Graphics modes: you don't get a free palette
In text mode all 16 colors are available. In graphics mode they are not freely choosable — and this is the second thing references get wrong.
320×200, 4 colors: each pixel is 2 bits. One of the four entries (the background) is freely chosen from all 16 RGBI colors. The other three come as a fixed group selected by two hardware bits — a palette-select bit (palette 0 = green/red/brown, palette 1 = cyan/magenta/white) and an intensity bit (dim vs. bright versions). There's also an officially undocumented mode 5 that exposes a third group (cyan/red/white). You can explore every combination in the CGA mode simulator.
640×200, 2 colors: one bit per pixel — a background and a single foreground. Higher resolution, less color.
Two outputs, two very different pictures
The CGA card has two physical outputs, and they don't show the same thing:
- RGBI (the 9-pin digital connector) drives an RGB monitor like the 5153. Sharp pixels, the 16 colors above, no surprises.
- Composite (the RCA jack) emits a single analog NTSC signal for a TV — and on a TV, the colors change completely.
Composite artifact colors: the real magic
Here's the key fact: CGA's pixel clock is 14.31818 MHz, which is exactly four times the NTSC color subcarrier of 3.579545 MHz.

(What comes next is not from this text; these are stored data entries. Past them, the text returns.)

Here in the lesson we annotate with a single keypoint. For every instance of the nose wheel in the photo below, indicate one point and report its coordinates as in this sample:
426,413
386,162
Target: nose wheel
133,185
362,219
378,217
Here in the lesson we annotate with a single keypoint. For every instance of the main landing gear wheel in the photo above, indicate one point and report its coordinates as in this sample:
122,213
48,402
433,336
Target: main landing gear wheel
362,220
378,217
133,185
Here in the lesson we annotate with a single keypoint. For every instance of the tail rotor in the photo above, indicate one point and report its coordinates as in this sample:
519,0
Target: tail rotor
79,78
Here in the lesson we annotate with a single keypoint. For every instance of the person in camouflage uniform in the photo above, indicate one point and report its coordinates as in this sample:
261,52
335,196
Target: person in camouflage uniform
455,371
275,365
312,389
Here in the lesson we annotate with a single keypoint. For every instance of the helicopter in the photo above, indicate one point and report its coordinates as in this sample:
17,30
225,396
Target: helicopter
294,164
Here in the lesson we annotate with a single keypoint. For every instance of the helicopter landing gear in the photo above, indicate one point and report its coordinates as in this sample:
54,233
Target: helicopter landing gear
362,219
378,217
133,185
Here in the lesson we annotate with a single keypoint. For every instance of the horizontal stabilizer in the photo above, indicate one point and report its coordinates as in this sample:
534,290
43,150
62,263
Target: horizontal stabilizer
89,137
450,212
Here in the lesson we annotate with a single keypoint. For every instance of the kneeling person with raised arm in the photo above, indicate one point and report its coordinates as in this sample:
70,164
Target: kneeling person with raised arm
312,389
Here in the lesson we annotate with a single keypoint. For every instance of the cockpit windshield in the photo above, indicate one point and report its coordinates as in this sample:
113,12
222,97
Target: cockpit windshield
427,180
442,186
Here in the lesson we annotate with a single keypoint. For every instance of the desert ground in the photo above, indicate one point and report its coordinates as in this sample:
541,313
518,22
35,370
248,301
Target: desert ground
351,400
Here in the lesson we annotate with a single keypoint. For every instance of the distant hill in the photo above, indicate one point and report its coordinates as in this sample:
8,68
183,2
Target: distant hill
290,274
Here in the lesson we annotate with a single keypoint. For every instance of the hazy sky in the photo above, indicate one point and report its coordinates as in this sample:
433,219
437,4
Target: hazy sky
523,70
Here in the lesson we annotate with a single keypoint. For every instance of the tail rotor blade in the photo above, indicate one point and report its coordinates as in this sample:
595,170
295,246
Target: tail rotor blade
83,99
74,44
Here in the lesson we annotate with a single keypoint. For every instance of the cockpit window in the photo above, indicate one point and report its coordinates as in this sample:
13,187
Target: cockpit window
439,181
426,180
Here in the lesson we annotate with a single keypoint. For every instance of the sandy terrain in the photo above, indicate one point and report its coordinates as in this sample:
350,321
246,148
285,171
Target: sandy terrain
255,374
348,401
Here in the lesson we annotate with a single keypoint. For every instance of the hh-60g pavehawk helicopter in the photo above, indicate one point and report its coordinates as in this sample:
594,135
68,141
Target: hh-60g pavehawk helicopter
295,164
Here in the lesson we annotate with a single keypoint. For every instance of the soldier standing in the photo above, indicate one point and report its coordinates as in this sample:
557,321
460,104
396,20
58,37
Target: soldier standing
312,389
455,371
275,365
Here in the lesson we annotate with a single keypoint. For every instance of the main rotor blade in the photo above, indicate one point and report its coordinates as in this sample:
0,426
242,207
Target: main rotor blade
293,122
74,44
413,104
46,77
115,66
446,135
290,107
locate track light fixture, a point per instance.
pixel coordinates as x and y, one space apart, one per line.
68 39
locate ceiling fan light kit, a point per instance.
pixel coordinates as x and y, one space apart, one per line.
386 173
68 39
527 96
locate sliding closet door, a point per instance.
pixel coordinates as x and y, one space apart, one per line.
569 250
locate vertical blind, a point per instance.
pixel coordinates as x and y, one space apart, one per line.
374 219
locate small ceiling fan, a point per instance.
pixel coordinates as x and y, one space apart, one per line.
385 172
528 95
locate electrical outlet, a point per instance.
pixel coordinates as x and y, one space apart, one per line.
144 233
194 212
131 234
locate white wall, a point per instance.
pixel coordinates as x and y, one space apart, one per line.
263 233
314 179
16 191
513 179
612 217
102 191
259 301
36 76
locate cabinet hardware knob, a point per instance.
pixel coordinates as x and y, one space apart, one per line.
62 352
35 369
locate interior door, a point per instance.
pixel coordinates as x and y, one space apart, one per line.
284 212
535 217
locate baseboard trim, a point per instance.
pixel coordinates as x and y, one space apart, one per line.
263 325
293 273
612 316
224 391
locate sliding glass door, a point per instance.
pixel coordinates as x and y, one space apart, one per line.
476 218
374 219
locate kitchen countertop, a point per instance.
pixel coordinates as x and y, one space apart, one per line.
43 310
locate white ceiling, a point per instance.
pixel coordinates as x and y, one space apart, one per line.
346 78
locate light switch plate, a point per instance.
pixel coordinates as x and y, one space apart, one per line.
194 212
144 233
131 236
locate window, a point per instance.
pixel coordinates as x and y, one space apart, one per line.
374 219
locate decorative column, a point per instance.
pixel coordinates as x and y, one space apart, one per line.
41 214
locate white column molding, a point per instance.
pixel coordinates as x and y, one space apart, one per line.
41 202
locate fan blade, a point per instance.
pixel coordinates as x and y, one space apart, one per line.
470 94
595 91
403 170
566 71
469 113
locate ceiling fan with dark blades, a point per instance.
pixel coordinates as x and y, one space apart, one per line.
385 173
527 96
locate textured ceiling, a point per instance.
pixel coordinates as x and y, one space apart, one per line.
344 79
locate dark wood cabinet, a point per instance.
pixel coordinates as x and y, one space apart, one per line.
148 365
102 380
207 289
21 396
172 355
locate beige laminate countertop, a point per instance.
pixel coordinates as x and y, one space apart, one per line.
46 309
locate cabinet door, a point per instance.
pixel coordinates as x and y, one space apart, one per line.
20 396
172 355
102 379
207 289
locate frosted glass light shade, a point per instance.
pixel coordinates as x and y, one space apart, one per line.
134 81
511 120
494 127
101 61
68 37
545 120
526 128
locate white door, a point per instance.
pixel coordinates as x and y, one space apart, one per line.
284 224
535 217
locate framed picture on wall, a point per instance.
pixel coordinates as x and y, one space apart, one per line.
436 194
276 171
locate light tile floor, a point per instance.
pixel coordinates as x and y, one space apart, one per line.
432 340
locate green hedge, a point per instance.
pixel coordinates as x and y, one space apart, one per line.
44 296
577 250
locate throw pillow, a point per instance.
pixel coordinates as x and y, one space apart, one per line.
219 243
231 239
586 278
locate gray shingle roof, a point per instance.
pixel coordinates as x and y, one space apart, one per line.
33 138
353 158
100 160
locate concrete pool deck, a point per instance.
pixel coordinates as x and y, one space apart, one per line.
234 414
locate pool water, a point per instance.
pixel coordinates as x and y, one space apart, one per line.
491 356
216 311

That 4:1 ratio is not a coincidence of convenience — it means a horizontal run of on/off pixels, emitted at the pixel clock, is electrically indistinguishable to a TV from a chroma subcarrier. The TV interprets it as color.
Specifically, within each group of four pixels (one subcarrier cycle): the phase of the pattern becomes hue, the amplitude becomes saturation, and the average level becomes brightness. A repeating dot pattern therefore is a color — one that may not exist among the 16 RGBI colors at all. In 640-pixel mode there are 16 distinct four-pixel patterns, yielding the classic ~16 artifact colors (the muddy browns, the artifact orange and blue, the grey you get from alternating pixels).
So which CGA colors are "right"?
All of them — it depends on the output and the monitor. The 16 RGBI colors are right for an RGB monitor (with the brown/dark-yellow split depending on the 5153 circuit). The artifact colors are right for a composite TV. A good tool models the hardware path rather than picking one answer and calling the others wrong. That's the whole idea behind this site.
Frequently asked
- How many colors can CGA show at once?
- 16 in text mode; 4 in 320×200 graphics (background + a fixed 3-color group); 2 in 640×200. On composite, dot patterns produce additional artifact colors beyond the 16.
- Is composite color "real" color or a trick?
- It's real in the sense that a TV genuinely displays it — but it's an artifact of how NTSC encodes color, not a palette the programmer selected directly. Developers learned to exploit it deliberately.
- Where can I see the exact values?
- The CGA, EGA, and VGA reference pages list every hex code; the simulator and converter show them live.